Finding Underserved Niche
ActivSkin's underserved market is men who suffer from poor leg circulation--cramps, achy/tired legs, feeling of 'heaviness'. Although men are as likely as women to suffer from these complaints, there has not been a product analogous to support pantyhose (thus far) available to men. Yet, wearing support hosiery has a beneficial effect on this condition, and can prevent it from getting worse, too. Because of the nearly insurmountable association of sheer legwear and tights with women's wear, and the fact that no male products have been widely marketed prior to ActivSkin, men have been forced to just 'suck it up' and not complain too much about how their legs feel. That is, until the pain or discomfort gets so bad their doctor prescribes medical-grade hosiery--which everyone finds to be too hot, too tight, too expensive and too uncomfortable.

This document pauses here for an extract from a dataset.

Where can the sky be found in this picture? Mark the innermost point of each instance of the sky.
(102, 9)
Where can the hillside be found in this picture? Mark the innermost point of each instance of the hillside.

Buck The Conventional Widsom
ActivSkin certainly bucks the Conventional Wisdom, which says, "tights/pantyhose are for women ONLY!" ActivSkin has been in business for 10 years now, and has grown nearly every year since its inception. That shows that the conventional wisdom is mistaken, when it comes to men wearing this sort of legwear for legitimate, practical reasons. The CW also says that men wouldn't wear pantyhose or tights--even if they're beneficial--out of fear of being negatively labeled by peers. However, despite an uphill battle in the beginning, we've perservered and those mistaken misconceptions are slowly, but surely, fading away. Some men are still tentative about this emerging trend, but every month more and more are willing to give it a try--and once they do, many decide their leg health overrides those misplaced fears... A few even venture out wearing them with shorts--like myself.

Spot a Trend and Pounce
Steve Katz, the founder of ActivSkin spotted a trend years ago when he discovered an online discussion board at the website. Surprisingly, the bulk of discussion was being carried on by... men. Most notably, these men were focused on how they had discovered that women's support pantyhose provided definite, practical benefits to those with leg circulation problems. Others noted how they were also a good base layer beneath clothing for added warmth without the bulk of long johns. This discovery led him to circulate a survey exploring this hidden trend further, and ultimately led to the formation of ActivSkin (originally marketed under the brand name, Comfilon).

The company was a success from the beginning, finding enough customers for this underserved niche to maintain and grow the business for the past 10 years. ActivSkin still works to 'get over the hump', achieving breakout status, but believes it to be within reach. The current economic conditions in the U.S. and around the world continue to depress sales in all market sectors. However, ActivSkin has been able to hold its own despite being a small company. One additional entrepreneurial weapon that the Sarah Blakelys of the world need is perserverance--the ability to stay the course until the right combination of factors can launch you to the next level. And, that's what ActivSkin has demonstrated all along.